We know the immune system has the inherent ability to differentiate between normal cells and potentially cancerous cells. We also know that cancer can evade that system by making subtle changes, So how do we attack a complex and subtle monster inside a complex system?
American Gene Technologies (AGT) is close to an answer. AGT has developed a way to stimulate and increase the activity of the immune system’s innate cancer clean up system, jump starting an attack on the cells that oncologists identify as cancerous (ImmunoTox program). Injecting a lentiviral vector at the tumor site, AGT upregulates a particular phosphoantigen in the tumor itself. This phosphoantigen is an activation signal for a group of cells which naturally surveil the body for malignancy, gamma delta (𝝲𝞭) T cells. Under normal circumstances, 𝝲𝞭 T cells are activated by the phosphoantigen and query separate stress molecules on the surface of a cell to decide whether or not to kill those cells. Every day 𝝲𝞭 T cells mop up cancerous cells before they can become problematic for the body.

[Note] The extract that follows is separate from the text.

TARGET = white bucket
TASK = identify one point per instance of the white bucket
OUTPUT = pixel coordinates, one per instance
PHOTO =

AGT stimulates this subtle and selective process. In animal studies, the technology is demonstrating 85% complete remission with abscopal effect in several solid epithelial tumor types. In the animals, activated by the phosphoantigen, the 𝝲𝞭 T cells surveil the body in an activated “killing state” clearing remote tumors, metastases, and unrelated tumors. Click here to read more about its 𝝲𝞭 T cells program, ImmunoTox.

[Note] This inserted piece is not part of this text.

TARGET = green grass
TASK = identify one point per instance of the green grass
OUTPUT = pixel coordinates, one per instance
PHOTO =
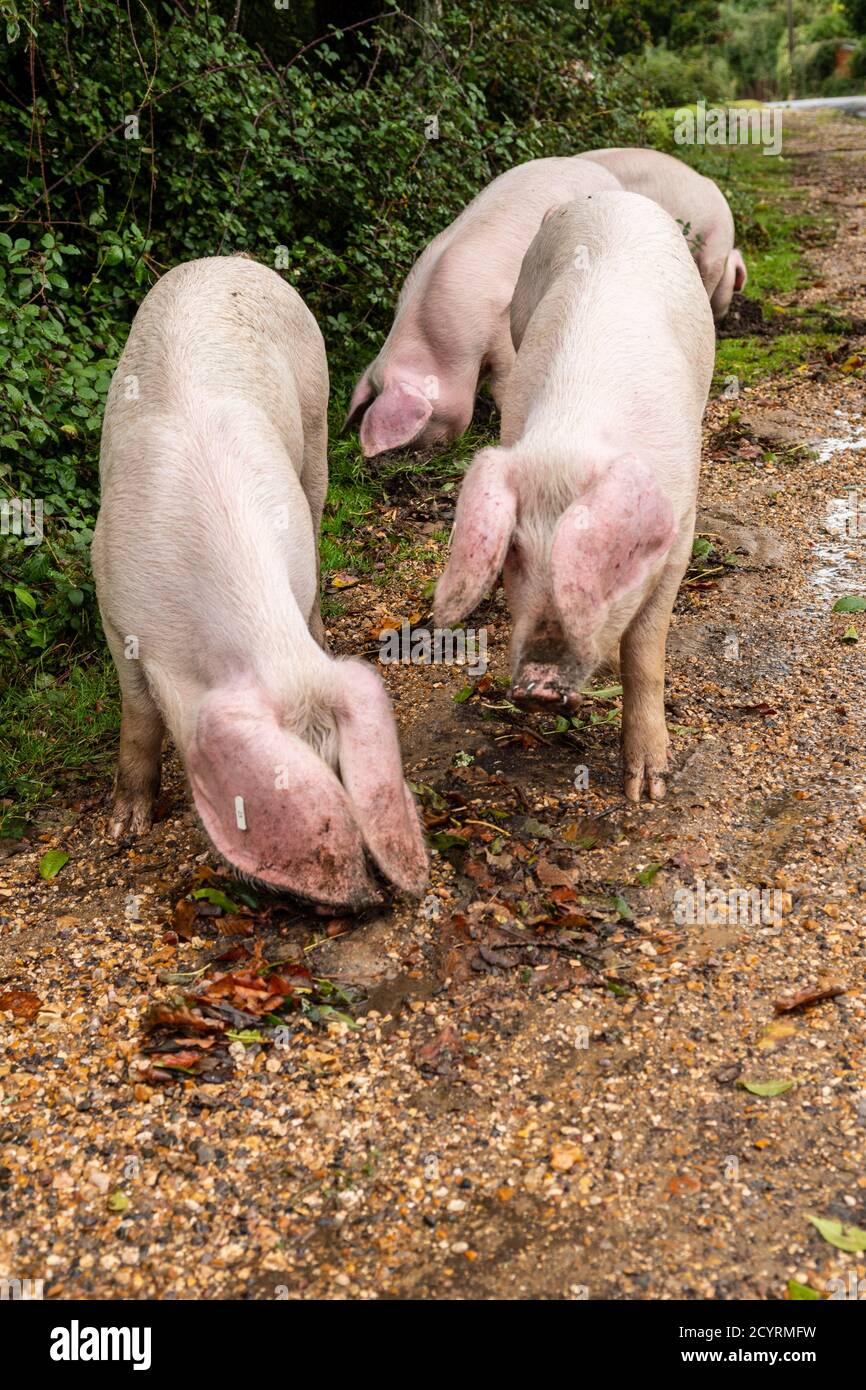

AGT is honing this subtle process in preclinical studies and is looking forward to entering into clinical trials in the near future. The precise activation of the natural processes of the immune system represents an enormous opportunity for the future of immuno-oncology and cancer treatment in general. Most importantly, the activation of the immune system directly at the site of the tumor offers the ability to use the same treatment across what have traditionally been separate types of cancer. AGT plans to start human trials in hepatocellular carcinoma (liver cancer) as a proof of concept, but will move into other solid epithelial tumors as soon as human safety and efficacy are established.
How AGT’s ImmunoTox 𝝲𝞭 T cells therapy works to kill cancer:
With the arrival of CAR-T, many scientists have gained a new, broadened vision for the future of oncology. While CAR-T is an enormous accomplishment, there is still much that can be accomplished to increase the efficacy and safety with new approaches to immuno-oncology. We will not be satisfied until we can declare cancer a manageable disease.